The average sugar content of the harvested grapes of Example 11 was about 16, and the sugar content of the harvested grapes of Comparative Example 7 was about 14.5 °.

Claims (5)

  A method for dissolving a powdery metal compound in water, wherein an acid is added to the water under reduced pressure to dissolve the metal compound in the water as metal ions.   The dissolution method according to claim 1, wherein the acid to be added is selected from citric acid, lactic acid, oxalic acid, acetic acid, propionic acid, malic acid, phthalic acid, hydrochloric acid and nitric acid.   Two or more kinds of metal compounds selected from calcium compounds, magnesium compounds, potassium compounds, zinc compounds, iron compounds, copper compounds and chromium compounds are dissolved in water to which acid is added under reduced pressure, and the corresponding metal ions are contained.
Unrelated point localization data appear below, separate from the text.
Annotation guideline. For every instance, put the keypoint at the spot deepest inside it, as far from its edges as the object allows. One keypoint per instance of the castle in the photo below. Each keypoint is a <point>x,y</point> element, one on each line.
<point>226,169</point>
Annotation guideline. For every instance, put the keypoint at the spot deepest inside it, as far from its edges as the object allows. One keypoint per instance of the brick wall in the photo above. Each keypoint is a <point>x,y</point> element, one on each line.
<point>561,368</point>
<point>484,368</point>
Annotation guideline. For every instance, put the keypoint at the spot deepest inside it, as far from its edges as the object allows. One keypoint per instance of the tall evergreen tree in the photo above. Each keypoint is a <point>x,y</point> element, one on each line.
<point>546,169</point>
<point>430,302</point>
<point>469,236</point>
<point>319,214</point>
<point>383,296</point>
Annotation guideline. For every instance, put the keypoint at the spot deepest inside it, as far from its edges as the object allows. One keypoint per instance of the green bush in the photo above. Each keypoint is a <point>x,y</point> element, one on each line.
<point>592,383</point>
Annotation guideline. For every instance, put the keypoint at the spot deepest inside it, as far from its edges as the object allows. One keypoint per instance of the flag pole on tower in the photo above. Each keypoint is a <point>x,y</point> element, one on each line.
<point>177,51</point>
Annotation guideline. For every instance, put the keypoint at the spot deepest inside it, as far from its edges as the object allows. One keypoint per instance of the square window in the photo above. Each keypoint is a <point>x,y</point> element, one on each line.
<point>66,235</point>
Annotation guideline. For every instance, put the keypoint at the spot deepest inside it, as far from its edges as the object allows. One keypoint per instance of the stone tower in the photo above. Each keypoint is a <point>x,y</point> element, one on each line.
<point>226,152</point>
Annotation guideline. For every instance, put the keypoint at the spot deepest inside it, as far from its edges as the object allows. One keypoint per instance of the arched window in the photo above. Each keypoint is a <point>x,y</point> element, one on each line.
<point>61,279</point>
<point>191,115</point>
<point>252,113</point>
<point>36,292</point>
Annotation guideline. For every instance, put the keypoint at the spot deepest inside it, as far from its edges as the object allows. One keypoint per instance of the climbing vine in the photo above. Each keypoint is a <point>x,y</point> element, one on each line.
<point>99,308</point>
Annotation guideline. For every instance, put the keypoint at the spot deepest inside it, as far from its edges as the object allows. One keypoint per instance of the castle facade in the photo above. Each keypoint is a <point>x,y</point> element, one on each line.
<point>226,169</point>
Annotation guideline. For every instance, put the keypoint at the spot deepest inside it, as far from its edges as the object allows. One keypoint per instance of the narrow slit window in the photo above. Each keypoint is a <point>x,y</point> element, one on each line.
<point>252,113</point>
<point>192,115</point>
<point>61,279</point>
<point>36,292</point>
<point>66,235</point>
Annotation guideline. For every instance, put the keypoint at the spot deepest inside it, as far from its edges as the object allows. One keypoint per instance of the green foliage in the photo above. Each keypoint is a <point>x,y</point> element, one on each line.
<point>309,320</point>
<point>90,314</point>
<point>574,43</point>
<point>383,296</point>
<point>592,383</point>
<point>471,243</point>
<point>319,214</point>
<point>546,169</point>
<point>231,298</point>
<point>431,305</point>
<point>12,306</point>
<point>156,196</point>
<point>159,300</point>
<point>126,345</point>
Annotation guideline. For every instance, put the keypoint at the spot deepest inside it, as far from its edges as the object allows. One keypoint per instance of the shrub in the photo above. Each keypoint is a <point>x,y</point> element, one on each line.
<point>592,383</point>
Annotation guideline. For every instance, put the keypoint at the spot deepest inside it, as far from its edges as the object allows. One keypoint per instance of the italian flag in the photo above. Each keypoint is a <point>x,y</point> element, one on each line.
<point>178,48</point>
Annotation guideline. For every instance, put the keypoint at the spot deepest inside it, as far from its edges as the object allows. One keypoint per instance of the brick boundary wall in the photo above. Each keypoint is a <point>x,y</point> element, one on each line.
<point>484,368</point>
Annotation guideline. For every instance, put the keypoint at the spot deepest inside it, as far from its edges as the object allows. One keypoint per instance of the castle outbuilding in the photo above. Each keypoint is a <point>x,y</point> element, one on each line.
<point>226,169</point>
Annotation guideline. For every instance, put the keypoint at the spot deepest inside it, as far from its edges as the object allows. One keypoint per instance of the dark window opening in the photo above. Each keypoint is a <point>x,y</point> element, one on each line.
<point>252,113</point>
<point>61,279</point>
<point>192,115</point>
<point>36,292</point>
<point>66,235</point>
A method comprising producing a liquid composite fertilizer.   The method for producing a liquid composite fertilizer according to claim 3, wherein a nutritional supplement is added. Two or more metal compounds selected from calcium compounds, magnesium compounds, potassium compounds, zinc compounds, iron compounds, copper compounds and sodium compounds are dissolved in water to which an acid has been added under reduced pressure, and the corresponding metal ions are contained. A method for producing mineral water for human consumption.